The code selection depends on the pathologic diagnosis. Had either the ovary or uterus been diagnosed as non-neoplastic, the procedure code would be different. For the evaluation of a non-neoplastic ovary, the pathologist would have reported 88305 ( ovary with or without tube, non-neoplastic) rather than 88307. Similarly, a non-neoplastic uterus would be reported as 88307 ( uterus, with or without tubes and ovaries, other than neoplastic/prolapse) rather than 88309.
Case 2: A 35-year-old patient visits her physician complaining of excessively heavy menstrual bleeding (626.2). An ultrasound is scheduled, and demonstrates a thickening of the endometrium (621.8).
Based on ultrasound findings and clinical history, an endometrial biopsy is carried out in an outpatient setting. The pathologist examines the biopsy, reports 88305 ( endometrium, curettings/biopsy), and reports the histologic findings of endometrial adenocarcinoma, clinical stage one (182.0).
The physician then determines a treatment plan, and in this case, a hysterectomy is performed. Following the hysterectomy, the pathologist examines the tissue to report histologic grade, tumor type, and depth of invasion of the specimen, Stainton says. The evaluation includes incidental tubes and ovaries, in which no pathology was found. This reflects the work involved in 88309 ( uterus, with or without tubes and ovaries, neoplastic).
Case 3: A 48-year-old woman presents with symptoms of abdominal pain and a sensation of fullness. She also reports irregular vaginal bleeding unrelated to her menstrual cycle (626.6). The physician performs a pelvic examination and finds an enlarged uterus. Ultrasound indicates presence of large fibroid tumors, and the patient is scheduled for a hysterectomy with the preoperative diagnosis of leiomyoma (218.x).
The pathologist receives the surgical specimen consisting of uterus and bilateral tubes and ovaries. Examination of the uterus confirms extensive leiomyoma of the distended uterus, and the service is reported as 88307 ( uterus, with or without tubes and ovaries, other than neoplastic/prolapse). Although the tubes and ovaries were removed as an adjunct to the uterus, the surgical note described an enlarged, cystic right ovary, requiring individual examination and diagnosis. The 6-cm ovary had not been palpable during the initial examination due to the displacement of the uterine fibroids. The pathologist evaluates the ovary and reports a diagnosis of serous cystadenoma (220), providing an additional surgical pathology service of 88307 ( ovary with or without tube, neoplastic).

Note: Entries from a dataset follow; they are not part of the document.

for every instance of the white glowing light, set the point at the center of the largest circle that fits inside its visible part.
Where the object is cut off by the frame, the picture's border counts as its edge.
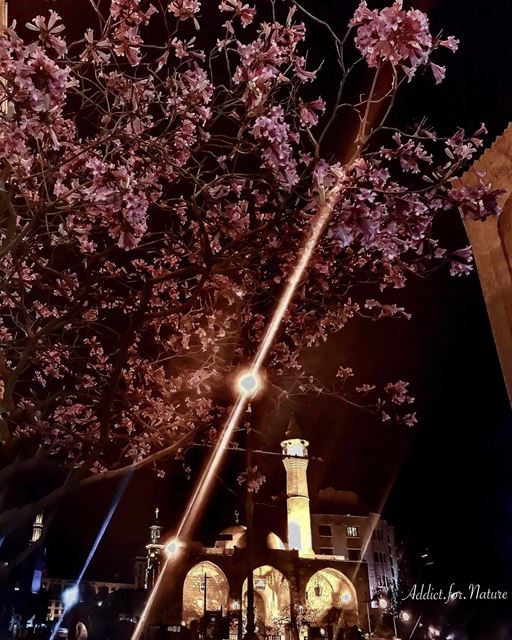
(198, 497)
(248, 383)
(70, 596)
(172, 547)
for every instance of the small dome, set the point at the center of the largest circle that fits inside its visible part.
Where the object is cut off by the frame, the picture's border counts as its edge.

Because the ovary represented a distinct, significant pathology from the uterus, reporting the additional surgical pathology code is appropriate. The ovary was a separate specimen based on the CPT definition, Yurco says. However, cases like this often require a judgment call, and you have to be very careful not to unbundle. For example, if an attached ovary shows only minor pathology, such as a few nests of endometrial tissue, it would not warrant reporting an additional service.
Stainton agrees. If the ovary requires individual examination and diagnosis because it shows a distinct pathology from the uterus, it represents a separate specimen and should be reported separately, he says.